The word itself comes from the Greek words pan (meaning all) and nation (meaning people), which makes sense: a key feature of a pandemic is that it can affect almost everyone. More common definitions include:
- An outbreak of a disease that occurs over a wide geographic area (several countries or continents) and typically affects a significant proportion of the population (Merriam-Webster Medical Dictionary)
- A sudden outbreak that becomes widespread and affects an entire region, a continent, or the world because of a susceptible population (MedicineNet.com)
- a disease prevalent throughout a country, continent, or world (dictionary.com)
These standard definitions are not particularly specific; Exactly, what does “multiple countries” or “an entire region” mean? How prevalent (widespread) does a disease have to be for it to be considered an epidemic?
And even if we all agree on its definition, no one person, government agency or public health organization has the authority to declare that a pandemic has begun or ended.
Moving from pandemic panic to endemic acceptance
Some have suggested that a pandemic is over when everyone is behaving as if it is: there are no more precautions, restrictions or changes in behavior than in the period before it began. But if it is true, people weary of restrictions, or skeptical about their value, may ignore the recommendations and make the assumption that the pandemic is over – even in the US And significant numbers of daily cases and deaths continue to rise around the world. Looks like we’re right there with COVID.
Many epidemics eventually become endemic, meaning that the infection is still present in a region or population, but its behavior is predictable and the number of cases and deaths no longer increase. Learning to live with the virus is a key feature of endemic viruses; Think flu or even the common cold. But it is probably true that the transition from epidemic to endemic can only be recognized after it has occurred.
What to do until the COVID pandemic is clearly behind us?
It doesn’t make sense to set a fixed end date on this pandemic anyway. What matters most is the number of ongoing infections, suffering and death, and what measures we should take to avoid infection. No one can say whether there will be a decline in infections in the coming winter months, a continuation of the current situation (with hundreds of deaths and thousands of new infections every day in the US), or an increase in illness and death as more people are under relaxed precautions. with.

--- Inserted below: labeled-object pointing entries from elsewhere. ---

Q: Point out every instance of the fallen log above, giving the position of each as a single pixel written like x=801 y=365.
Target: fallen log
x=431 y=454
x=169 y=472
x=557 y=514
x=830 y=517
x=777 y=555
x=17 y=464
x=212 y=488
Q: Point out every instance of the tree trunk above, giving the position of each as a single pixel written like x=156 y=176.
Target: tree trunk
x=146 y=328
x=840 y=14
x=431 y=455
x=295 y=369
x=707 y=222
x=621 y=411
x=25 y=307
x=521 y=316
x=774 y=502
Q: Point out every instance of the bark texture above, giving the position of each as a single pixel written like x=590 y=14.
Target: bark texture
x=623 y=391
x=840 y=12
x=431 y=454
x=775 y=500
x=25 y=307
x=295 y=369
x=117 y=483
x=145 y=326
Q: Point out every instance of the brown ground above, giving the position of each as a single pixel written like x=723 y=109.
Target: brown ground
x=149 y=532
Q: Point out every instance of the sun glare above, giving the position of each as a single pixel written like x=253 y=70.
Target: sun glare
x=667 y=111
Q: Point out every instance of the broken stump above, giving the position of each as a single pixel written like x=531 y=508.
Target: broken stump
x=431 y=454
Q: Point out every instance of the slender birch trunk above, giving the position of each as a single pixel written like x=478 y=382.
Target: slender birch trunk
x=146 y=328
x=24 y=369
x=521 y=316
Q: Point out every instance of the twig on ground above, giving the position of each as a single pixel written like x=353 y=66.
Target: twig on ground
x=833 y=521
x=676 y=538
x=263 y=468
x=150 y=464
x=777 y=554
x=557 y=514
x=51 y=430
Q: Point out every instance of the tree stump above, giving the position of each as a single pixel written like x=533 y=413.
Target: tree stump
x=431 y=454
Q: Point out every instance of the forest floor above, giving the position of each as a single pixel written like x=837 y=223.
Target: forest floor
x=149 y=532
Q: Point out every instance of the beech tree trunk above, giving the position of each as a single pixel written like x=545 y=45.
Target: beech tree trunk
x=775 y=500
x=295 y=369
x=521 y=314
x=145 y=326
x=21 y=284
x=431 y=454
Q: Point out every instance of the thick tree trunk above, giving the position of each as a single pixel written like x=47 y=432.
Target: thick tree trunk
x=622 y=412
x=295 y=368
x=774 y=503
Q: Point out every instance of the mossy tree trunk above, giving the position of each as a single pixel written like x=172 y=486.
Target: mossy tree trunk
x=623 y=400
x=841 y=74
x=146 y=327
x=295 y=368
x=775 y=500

Common-sense precautions still make sense, including:
- Keep up to date with your vaccinations.
- Move indoor activities outside if possible and avoid indoor crowds, especially if you live in a place with a high or rising number of COVID-19 cases.
- Wear a well-fitting mask in high-risk areas (such as traveling in crowded conditions, crowded indoor settings, or traveling on public transportation). Just because masking is no longer needed, it is not a good idea to throw away your mask.
- Isolate yourself if you test positive for COVID-19 (or if you have symptoms of COVID-19 and have not yet been tested). If you test positive for COVID-19, see a doctor to decide whether you should take antiviral treatment.
It’s possible that experts will one day agree on a standard definition of “pandemic” and how to mark its arrival and departure. Already, policies related to the pandemic (including financial aid), and efforts to increase vaccination acceptance, are complicated by suggestions we have passed the pandemic when we in fact have not.
There is still much uncertain about the COVID-19 pandemic. Unfortunately, one thing seems clear: We can’t call it the end just yet.